City Council considers waiving fee for brownfield assessment; James P. Cole public hearing set

By Tom Travis

City Council considered an ordinance at the Monday, Feb 22 council meeting that would waive an assessment fee for property owners with lots adjacent to a Land Bank brownfield property.

City of Flint Assessor, Stacey Kaake (pronounced cake) was on the line and explained that property owners can contact the Assessor’s office at 810-766-7255 to obtain the waiver form by May 1, 2021, once the council approves the resolution.

Genesee County Land Bank Executive Director Michael Freeman also calling in online, explained that a Land Bank property designated brownfield is “a property that becomes functionally obsolete through environmental conditions or other conditions that render Land Bank properties obsolete.”

Front entrance to the Land Bank of Genesee County at 452 S. Saginaw in downtown Flint. (Photo by Tom Travis)

The Genesee County Land Bank website further explains that the Land Bank and the Genesee County Brownfield Redevelopment Authority (GCBRA), together ” have secured millions of dollars in Brownfield funds to eliminate blight and improve abandoned and tax foreclosed properties in Genesee County.

“Demolishing blighted structures and cleaning up Brownfield sites helps to restore value to urban land and speed up the process of returning tax foreclosed, contaminated and abandoned properties to productive use,” according to the website.

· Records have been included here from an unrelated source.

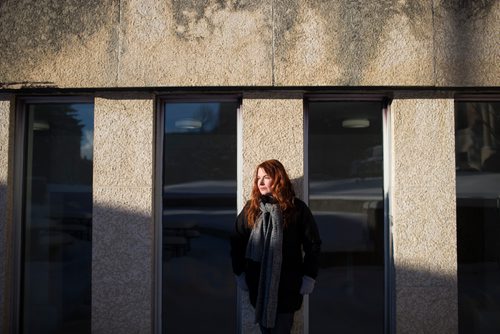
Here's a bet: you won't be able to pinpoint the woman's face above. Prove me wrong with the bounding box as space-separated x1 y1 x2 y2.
257 168 273 195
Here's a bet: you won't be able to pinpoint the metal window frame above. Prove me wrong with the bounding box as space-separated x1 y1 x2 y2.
152 93 243 334
304 94 396 334
11 95 94 333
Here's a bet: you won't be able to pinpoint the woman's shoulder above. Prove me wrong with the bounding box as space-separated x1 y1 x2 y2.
293 197 307 208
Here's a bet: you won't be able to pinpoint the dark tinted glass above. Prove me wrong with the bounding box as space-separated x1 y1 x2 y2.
455 102 500 334
308 102 384 334
22 103 94 334
162 102 238 334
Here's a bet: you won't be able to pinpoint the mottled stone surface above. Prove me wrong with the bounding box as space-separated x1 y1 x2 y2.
0 0 120 87
117 0 272 86
240 94 304 334
391 96 458 333
92 95 154 333
94 94 154 187
396 286 458 334
274 0 434 86
434 0 500 87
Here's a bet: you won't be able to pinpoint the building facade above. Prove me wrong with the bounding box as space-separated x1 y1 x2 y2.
0 0 500 333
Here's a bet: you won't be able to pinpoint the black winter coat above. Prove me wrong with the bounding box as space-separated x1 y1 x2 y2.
231 198 321 313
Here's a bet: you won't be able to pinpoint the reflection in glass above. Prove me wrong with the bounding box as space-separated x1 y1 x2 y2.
309 102 384 334
162 102 238 333
455 102 500 334
22 103 94 334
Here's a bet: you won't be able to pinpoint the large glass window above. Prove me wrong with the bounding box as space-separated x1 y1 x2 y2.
162 101 239 334
455 101 500 334
21 103 94 334
308 101 384 334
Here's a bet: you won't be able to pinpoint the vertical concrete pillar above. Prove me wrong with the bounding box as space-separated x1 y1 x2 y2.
391 97 458 334
240 94 304 334
0 95 14 333
92 94 154 334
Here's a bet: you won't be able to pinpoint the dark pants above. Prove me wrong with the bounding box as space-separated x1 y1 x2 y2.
260 313 293 334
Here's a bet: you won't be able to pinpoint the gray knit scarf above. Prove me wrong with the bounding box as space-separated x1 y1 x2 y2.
246 202 283 328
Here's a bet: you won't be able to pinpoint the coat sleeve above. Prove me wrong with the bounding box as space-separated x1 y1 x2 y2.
231 209 250 276
302 203 321 279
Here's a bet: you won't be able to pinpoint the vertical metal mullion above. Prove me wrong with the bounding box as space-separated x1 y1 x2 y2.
382 100 395 334
235 99 243 334
8 99 27 333
302 99 309 334
153 99 165 334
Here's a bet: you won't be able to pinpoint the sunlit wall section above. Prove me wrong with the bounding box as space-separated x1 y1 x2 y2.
390 98 458 333
92 93 154 333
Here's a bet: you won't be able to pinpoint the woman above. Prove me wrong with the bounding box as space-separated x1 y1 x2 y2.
231 160 321 333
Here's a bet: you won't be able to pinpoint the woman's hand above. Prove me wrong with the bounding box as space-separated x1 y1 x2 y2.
300 276 316 295
236 273 248 291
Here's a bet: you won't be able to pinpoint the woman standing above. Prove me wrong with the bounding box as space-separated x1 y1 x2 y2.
231 160 321 333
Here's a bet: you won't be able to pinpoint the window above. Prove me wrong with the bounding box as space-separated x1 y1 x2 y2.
162 99 239 333
308 101 385 333
21 102 94 334
455 101 500 333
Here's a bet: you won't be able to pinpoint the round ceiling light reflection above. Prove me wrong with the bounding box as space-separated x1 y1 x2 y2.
342 118 370 129
175 118 203 130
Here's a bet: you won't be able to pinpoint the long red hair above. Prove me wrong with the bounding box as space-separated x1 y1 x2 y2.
246 159 295 228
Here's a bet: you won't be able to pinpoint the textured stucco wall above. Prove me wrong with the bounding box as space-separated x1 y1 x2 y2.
92 95 154 334
0 0 500 88
391 97 458 334
239 94 304 334
0 95 14 333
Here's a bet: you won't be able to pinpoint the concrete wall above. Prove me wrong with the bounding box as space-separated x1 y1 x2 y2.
92 94 154 334
391 96 458 334
0 0 500 88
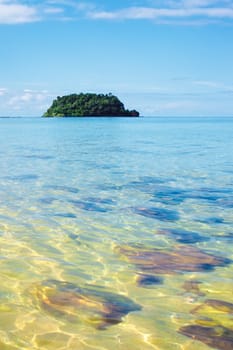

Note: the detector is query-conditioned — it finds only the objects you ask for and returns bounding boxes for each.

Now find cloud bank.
[0,0,233,24]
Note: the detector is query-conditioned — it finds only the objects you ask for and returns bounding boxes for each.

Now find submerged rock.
[179,325,233,350]
[133,207,179,221]
[182,280,205,296]
[33,280,141,329]
[137,275,163,288]
[116,246,230,274]
[192,299,233,314]
[157,229,209,244]
[69,200,109,213]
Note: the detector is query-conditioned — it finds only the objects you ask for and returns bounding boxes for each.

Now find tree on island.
[43,93,139,117]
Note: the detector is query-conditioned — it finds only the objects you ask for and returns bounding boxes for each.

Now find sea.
[0,117,233,350]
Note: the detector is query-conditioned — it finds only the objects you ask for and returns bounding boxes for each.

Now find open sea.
[0,117,233,350]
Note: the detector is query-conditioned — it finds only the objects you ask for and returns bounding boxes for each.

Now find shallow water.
[0,118,233,350]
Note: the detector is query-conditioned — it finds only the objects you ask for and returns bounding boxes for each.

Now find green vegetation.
[43,93,139,117]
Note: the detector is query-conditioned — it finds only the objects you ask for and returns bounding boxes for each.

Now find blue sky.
[0,0,233,116]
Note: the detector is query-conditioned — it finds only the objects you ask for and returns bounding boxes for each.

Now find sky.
[0,0,233,117]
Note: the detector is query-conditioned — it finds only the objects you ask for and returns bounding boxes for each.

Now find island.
[43,93,139,117]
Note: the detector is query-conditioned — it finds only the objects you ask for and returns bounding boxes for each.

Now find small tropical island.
[43,93,139,117]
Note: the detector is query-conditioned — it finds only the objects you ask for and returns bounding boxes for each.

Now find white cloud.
[44,7,64,14]
[0,1,39,24]
[8,89,50,109]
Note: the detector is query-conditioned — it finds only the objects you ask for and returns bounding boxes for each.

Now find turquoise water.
[0,118,233,350]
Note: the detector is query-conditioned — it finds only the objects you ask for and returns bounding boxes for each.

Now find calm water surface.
[0,118,233,350]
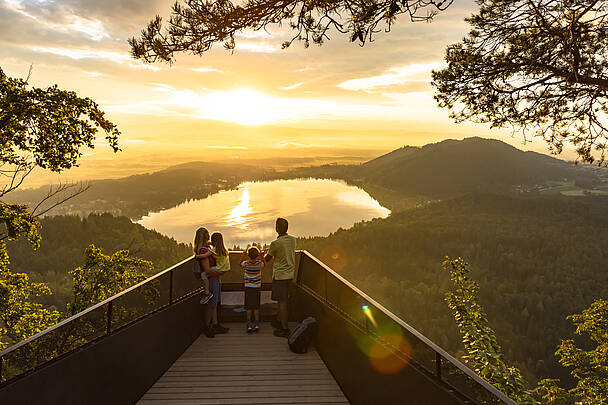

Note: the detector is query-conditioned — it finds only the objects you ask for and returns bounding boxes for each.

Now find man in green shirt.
[264,218,296,337]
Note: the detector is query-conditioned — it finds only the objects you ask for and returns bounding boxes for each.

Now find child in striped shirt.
[241,246,264,333]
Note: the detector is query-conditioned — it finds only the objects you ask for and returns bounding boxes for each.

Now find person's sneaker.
[270,318,283,329]
[211,323,230,335]
[200,293,213,305]
[203,328,215,338]
[273,328,289,337]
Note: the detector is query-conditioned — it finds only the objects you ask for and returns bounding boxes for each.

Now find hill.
[8,214,192,310]
[359,138,580,197]
[5,162,268,219]
[299,194,608,380]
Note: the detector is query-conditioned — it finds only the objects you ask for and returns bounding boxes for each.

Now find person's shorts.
[205,278,222,308]
[245,287,261,310]
[270,279,292,302]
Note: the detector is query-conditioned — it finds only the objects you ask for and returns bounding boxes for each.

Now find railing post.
[323,269,329,303]
[435,352,441,380]
[169,269,173,305]
[106,301,114,335]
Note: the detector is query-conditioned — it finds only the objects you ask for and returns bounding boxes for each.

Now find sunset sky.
[0,0,572,185]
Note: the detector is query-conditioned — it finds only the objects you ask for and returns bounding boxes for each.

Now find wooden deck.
[138,323,348,405]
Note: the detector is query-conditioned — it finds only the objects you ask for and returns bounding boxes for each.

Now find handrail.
[0,250,517,405]
[300,250,517,405]
[0,255,194,358]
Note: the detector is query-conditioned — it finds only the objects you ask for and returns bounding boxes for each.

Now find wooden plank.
[139,324,348,404]
[144,384,340,392]
[138,397,348,405]
[142,391,343,400]
[153,377,337,388]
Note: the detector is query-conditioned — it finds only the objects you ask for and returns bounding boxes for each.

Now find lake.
[138,179,390,248]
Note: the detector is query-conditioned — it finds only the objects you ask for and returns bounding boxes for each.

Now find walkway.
[139,323,348,405]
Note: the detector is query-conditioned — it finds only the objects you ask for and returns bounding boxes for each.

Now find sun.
[200,88,279,126]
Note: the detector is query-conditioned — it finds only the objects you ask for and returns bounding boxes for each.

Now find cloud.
[234,41,281,53]
[188,67,224,73]
[281,82,304,90]
[0,0,110,41]
[276,142,327,149]
[338,62,445,91]
[31,47,160,71]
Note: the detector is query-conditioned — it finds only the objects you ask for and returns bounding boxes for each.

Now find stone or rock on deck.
[138,323,348,405]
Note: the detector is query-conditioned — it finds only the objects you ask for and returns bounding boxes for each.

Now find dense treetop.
[129,0,453,62]
[433,0,608,163]
[298,194,608,382]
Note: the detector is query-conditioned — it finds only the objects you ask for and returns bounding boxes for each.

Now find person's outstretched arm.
[194,250,213,259]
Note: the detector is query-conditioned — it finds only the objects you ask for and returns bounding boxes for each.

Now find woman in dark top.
[194,228,228,337]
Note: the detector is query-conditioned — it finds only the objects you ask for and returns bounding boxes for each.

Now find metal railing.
[0,257,201,385]
[0,251,516,405]
[296,251,517,405]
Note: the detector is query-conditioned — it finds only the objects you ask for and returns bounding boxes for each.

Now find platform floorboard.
[138,323,348,405]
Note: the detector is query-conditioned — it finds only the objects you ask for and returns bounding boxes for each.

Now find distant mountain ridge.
[5,137,596,218]
[358,137,579,196]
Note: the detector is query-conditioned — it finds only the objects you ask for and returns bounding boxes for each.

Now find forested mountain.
[6,162,274,218]
[299,194,608,380]
[8,214,192,310]
[360,138,577,197]
[6,138,598,219]
[289,137,598,198]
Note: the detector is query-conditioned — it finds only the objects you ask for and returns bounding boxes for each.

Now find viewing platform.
[0,251,515,405]
[138,322,348,405]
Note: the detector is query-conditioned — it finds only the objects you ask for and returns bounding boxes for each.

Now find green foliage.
[556,300,608,405]
[0,201,40,246]
[0,64,119,348]
[443,257,529,403]
[0,241,61,349]
[298,194,608,384]
[0,69,120,171]
[8,214,192,310]
[433,0,608,163]
[68,245,154,315]
[443,258,608,405]
[129,0,452,63]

Public hearing set for James P. Cole brownfield – March 8, at 5:30 p.m.

The fee waiver discussion was followed by of two more brownfield-related issues on Monday’s agenda.  The first was to set a public hearing concerning a brownfield property at a James P. Cole project and a second was a special order to discuss the issue of combining lots where a property owner may own a lot adjacent to a landbank designated brownfield property.

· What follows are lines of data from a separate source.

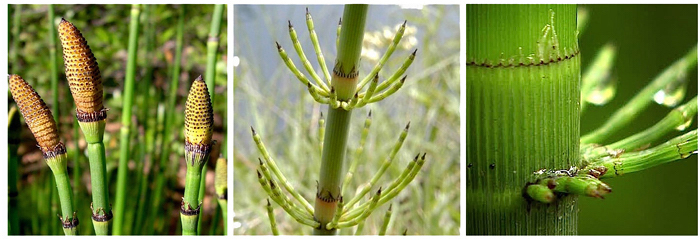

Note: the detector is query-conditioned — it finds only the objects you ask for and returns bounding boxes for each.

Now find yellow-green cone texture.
[185,76,214,149]
[58,19,106,122]
[9,75,65,157]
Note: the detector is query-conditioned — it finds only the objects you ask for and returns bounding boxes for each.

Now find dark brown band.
[467,51,580,68]
[75,108,109,123]
[42,142,66,159]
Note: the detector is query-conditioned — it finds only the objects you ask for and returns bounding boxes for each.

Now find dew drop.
[676,114,693,131]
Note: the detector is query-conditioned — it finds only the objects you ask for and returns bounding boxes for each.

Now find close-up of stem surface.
[466,5,697,235]
[465,5,580,235]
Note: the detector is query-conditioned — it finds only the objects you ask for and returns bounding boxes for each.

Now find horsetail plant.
[58,19,112,235]
[112,4,141,235]
[9,75,79,235]
[180,76,214,235]
[466,5,697,235]
[214,157,228,235]
[251,5,425,235]
[7,106,22,235]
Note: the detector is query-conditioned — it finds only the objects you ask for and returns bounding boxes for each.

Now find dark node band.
[464,50,579,68]
[218,191,228,200]
[75,108,109,123]
[316,190,340,203]
[40,142,66,159]
[92,208,112,222]
[333,62,360,79]
[185,141,216,166]
[180,199,201,216]
[58,212,80,228]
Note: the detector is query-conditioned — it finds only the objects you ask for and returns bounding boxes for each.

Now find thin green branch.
[266,198,280,236]
[581,96,698,161]
[306,7,331,85]
[340,110,372,195]
[581,43,617,112]
[588,130,698,178]
[347,122,411,208]
[355,21,407,92]
[581,46,698,144]
[275,42,330,97]
[250,127,313,213]
[379,204,393,236]
[288,21,328,91]
[112,4,141,235]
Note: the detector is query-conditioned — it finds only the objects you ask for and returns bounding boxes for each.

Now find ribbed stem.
[314,5,368,235]
[7,106,22,235]
[53,170,78,235]
[465,5,580,235]
[113,4,141,235]
[7,144,19,235]
[204,4,224,103]
[48,4,61,123]
[88,141,112,235]
[180,165,202,235]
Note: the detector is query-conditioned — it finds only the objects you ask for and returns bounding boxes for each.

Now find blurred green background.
[234,5,460,235]
[579,5,698,235]
[7,4,228,235]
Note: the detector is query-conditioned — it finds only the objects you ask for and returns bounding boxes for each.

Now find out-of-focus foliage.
[579,5,698,235]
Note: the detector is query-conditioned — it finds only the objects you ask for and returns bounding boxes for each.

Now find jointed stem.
[289,21,329,91]
[314,5,368,235]
[306,8,331,85]
[88,140,112,235]
[113,4,141,235]
[379,204,392,236]
[347,122,411,208]
[340,111,372,195]
[581,47,698,144]
[356,21,406,92]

The public hearing on the James P. Cole project is scheduled for 5:30 p.m. at the March 8 council meeting. According to a project description document obtained by EVM that was prepared by Associated Environmental Services, LLC (Project No. 2019041501.01R) the James P. Cole project is described as

“A proposed Project comprised of a multi-tenant multi-building industrial park. The site includes approximately 110,578 square feet of existing building which will undergo renovations. A portion of the property will be demolished to make room for an additional 190,700 square feet of proposed new construction buildings. The proposed project sits on 17.99 acres of improved commercial and industrial land.

James P. Cole redevelopment site. (Photo source: Associated Environmental Services, LLC)

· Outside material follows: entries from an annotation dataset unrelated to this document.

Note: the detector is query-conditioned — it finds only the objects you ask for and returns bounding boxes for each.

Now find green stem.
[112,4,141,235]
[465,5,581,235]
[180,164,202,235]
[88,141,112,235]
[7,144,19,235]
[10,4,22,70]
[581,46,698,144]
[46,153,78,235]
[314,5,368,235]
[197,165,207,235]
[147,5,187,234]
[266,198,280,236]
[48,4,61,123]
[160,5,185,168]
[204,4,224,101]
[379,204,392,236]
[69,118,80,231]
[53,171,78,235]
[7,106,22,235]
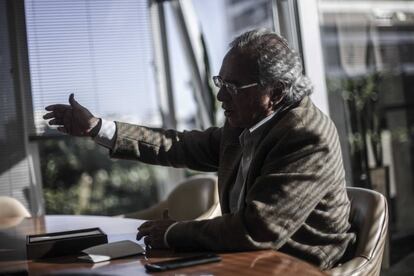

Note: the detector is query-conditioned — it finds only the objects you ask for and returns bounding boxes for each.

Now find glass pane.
[318,0,414,264]
[25,0,168,215]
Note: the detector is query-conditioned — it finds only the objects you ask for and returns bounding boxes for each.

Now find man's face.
[217,50,273,128]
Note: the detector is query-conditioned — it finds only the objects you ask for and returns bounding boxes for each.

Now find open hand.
[43,93,100,136]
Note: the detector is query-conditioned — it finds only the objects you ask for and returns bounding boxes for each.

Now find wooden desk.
[0,216,325,276]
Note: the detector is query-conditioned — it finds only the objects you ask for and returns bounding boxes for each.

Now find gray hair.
[230,29,313,104]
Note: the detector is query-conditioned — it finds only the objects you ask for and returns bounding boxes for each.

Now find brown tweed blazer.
[111,97,355,269]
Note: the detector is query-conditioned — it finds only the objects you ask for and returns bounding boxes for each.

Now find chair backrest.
[121,175,221,221]
[167,175,221,220]
[327,187,388,276]
[0,196,30,229]
[0,196,30,219]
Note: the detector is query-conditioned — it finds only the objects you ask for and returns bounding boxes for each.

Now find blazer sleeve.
[167,119,341,251]
[110,122,222,171]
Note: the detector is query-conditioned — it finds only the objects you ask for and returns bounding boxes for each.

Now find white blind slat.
[25,0,160,134]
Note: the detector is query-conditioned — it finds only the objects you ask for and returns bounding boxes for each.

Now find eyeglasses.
[213,76,259,96]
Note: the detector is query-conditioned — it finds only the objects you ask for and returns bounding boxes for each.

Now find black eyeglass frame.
[213,76,259,96]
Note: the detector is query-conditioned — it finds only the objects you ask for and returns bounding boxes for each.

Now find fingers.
[144,236,151,248]
[162,209,170,219]
[63,109,73,134]
[49,118,63,126]
[69,93,81,108]
[57,127,68,134]
[45,104,70,112]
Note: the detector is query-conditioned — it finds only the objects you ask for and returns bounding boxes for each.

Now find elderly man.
[44,30,355,269]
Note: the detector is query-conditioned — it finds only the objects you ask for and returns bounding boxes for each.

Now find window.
[25,0,167,215]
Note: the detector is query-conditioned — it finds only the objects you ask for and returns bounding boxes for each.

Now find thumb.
[162,209,170,219]
[69,93,81,108]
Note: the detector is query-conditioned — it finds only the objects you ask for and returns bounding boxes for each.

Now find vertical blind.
[25,0,161,135]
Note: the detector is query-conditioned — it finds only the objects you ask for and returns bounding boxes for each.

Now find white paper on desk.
[79,240,145,263]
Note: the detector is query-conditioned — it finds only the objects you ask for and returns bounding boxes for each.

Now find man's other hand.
[43,93,100,136]
[137,219,175,249]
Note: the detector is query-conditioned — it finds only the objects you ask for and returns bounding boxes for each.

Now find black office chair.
[326,187,388,276]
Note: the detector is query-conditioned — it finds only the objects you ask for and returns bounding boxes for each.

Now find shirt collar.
[249,111,277,133]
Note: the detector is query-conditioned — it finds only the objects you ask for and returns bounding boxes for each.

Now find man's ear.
[270,84,284,109]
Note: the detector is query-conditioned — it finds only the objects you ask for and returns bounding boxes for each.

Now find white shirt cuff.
[93,119,116,149]
[164,221,178,248]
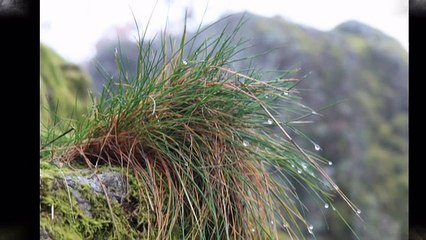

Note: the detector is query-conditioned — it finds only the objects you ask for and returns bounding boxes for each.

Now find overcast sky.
[40,0,408,63]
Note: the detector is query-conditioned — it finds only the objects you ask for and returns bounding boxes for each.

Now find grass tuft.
[40,14,357,239]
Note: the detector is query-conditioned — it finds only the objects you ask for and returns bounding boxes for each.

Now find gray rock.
[64,172,126,217]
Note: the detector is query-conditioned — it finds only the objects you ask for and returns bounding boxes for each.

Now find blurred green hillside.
[40,44,92,129]
[86,14,408,239]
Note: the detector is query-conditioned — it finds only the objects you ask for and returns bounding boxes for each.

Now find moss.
[40,161,160,239]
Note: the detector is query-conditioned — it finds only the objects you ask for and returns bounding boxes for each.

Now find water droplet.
[308,225,314,234]
[314,143,321,151]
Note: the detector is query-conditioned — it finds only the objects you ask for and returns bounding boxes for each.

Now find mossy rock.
[40,160,161,240]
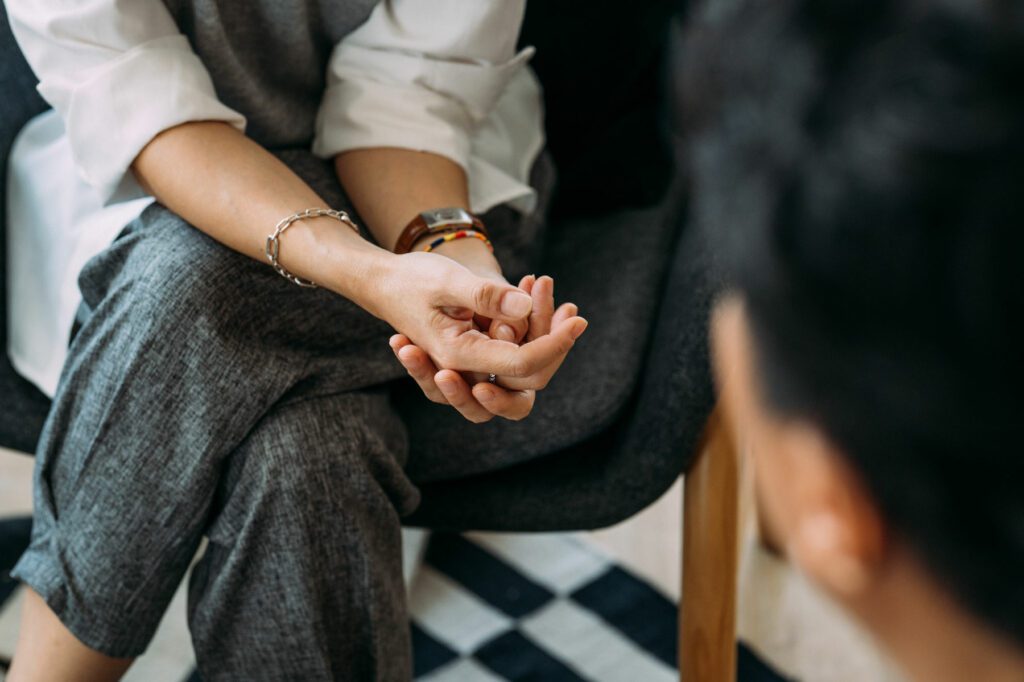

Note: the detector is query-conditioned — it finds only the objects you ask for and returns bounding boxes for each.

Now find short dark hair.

“The project is undergoing site plan and zoning review by the City of Flint Engineering Department and Planning & Development Departments, and is therefore subject to change as part of the approval processes.”

Combining lots with a brownfield

The second matter to be addressed by the council will be to consider the issue of combining lots that is a lot already owned by a property owner that is adjacent to a landbank brownfield designated property. If a property is sold within a brownfield plan the purchaser is notified and the limitations are provided to the purchaser. That practice began in 2005 moving forward, Freeman explained. There are no properties sold without the purchaser being made aware that the property is in a brownfield plan.

Council breaks down into a brouhaha again and removes President Kate Fields

In Monday’s council meeting there were periods, some beyond 30 and 45 minutes, of breakdown in decorum while heated discussions, arguments and interruptions ensued. During one back and forth the council voted to remove Council President Kate Fields (4th Ward) because some believed she ignored Eric Mays’ (1st Ward) point of order.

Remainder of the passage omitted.